NYSE has created the technology and patented one model of nontransparent active ETFs, which it will license to asset managers.
Yones believes the structure will see fast growth, pointing to the existing rise of active ETFs. Advisors, he argues, want to use active alongside passive in the same structure, and more advisors use ETFs only. But the issue will be how will these products sit side by side on a platform with mutual funds. From an access and distribution standpoint, ETFs will win out.
But Terry Norman, founder of Blue Tractor Group, which has also commercialized a nontransparent active structure, said there are still logistical issues that must be overcome to convert funds to ETFs. For one, each shareholder will need a brokerage account.
“What if they don’t want to set a brokerage account up? Are they going to be ejected from the fund?” he asked.
These type of issues can be overcome, and, “There are a lot of law firms looking at that,” said Daniel McCabe, CEO, Precidian Investments, which also licenses a nontransparent structure. “Head-to-head over time, the ETF is going to be more efficient; it’s going to win.”
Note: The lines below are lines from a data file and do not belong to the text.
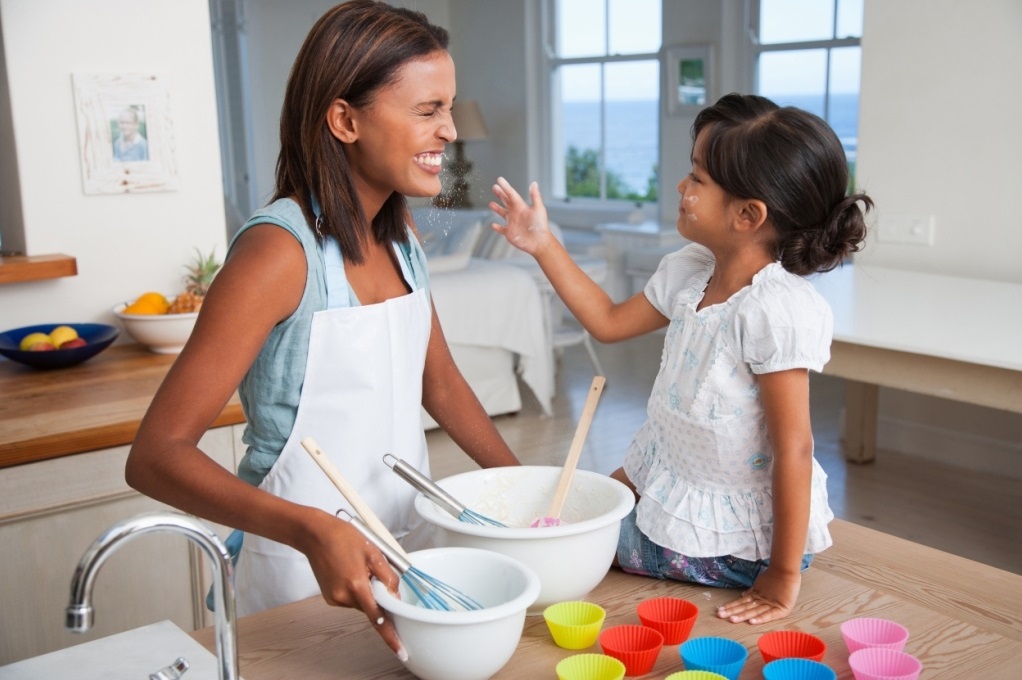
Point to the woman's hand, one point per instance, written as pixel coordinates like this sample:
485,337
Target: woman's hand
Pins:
771,597
526,226
343,562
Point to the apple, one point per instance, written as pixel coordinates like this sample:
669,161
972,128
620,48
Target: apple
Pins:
33,338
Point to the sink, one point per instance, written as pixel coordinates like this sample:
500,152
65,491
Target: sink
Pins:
132,654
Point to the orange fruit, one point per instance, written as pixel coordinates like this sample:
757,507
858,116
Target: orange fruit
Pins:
149,303
33,338
61,334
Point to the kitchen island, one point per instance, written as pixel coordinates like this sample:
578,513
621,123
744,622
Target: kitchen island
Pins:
963,619
64,436
94,405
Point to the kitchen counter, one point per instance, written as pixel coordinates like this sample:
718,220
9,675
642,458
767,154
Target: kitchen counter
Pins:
97,404
962,618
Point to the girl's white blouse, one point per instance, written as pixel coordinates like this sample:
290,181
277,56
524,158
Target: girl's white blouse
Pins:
702,461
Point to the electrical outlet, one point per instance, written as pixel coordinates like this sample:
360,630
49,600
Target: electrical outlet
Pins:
910,229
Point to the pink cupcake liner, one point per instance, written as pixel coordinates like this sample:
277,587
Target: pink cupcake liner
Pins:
884,664
873,632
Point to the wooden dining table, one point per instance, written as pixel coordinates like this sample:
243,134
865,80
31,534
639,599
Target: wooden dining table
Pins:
964,619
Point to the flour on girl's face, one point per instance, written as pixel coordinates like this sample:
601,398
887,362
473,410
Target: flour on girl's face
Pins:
690,202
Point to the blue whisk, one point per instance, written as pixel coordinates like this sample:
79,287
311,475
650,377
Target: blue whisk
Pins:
437,495
432,593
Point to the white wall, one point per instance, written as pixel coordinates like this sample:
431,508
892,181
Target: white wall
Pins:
939,135
939,132
125,243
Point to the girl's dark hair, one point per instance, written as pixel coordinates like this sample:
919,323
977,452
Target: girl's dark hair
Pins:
793,162
352,51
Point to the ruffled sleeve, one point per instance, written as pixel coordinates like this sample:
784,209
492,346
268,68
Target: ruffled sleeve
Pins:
678,272
783,324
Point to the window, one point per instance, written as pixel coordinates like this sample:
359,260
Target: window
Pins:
807,54
604,74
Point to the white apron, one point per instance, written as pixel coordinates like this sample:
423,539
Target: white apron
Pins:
361,399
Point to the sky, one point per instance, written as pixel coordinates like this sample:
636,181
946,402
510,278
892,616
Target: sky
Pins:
636,28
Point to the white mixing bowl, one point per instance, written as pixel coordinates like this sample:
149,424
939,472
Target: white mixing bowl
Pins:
463,645
571,558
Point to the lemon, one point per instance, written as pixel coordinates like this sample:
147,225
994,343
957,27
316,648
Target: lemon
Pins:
61,334
149,303
33,338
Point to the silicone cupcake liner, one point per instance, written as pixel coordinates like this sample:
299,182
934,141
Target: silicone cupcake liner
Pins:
674,617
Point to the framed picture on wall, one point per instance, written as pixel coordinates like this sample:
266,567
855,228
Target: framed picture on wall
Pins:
690,78
126,133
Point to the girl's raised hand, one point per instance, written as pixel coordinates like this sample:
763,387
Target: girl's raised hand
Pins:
772,596
526,226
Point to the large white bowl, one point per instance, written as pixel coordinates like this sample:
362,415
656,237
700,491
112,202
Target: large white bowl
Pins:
163,333
572,558
463,645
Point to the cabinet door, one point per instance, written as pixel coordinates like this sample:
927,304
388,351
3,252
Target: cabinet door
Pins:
50,512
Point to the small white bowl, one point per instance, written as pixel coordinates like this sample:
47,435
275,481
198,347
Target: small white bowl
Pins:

The current generation wants access to information in real time, so the natural movement over time will be toward an exchange-based model, McCabe said.
“They want accurate information and they want it now,” he said. “My kids are not going to be people that are going to be investing in mutual funds. They’re going to pick up their phones, they’re going to tap a couple buttons and they’re going to purchase something on an exchange.”
But Greg Friedman, head of ETF management and strategy at Fidelity, took the contrarian view, arguing that this doesn’t mean the death of the mutual fund. A successful portfolio should have both passive and active management. A mutual fund works better in certain places.
“I think we got to be careful that everything’s going to jump from a mutual fund to an ETF; I think there are some places that’s not wise,” he said.
“There is a place for mutual funds. It’s not either/or. It’s both.”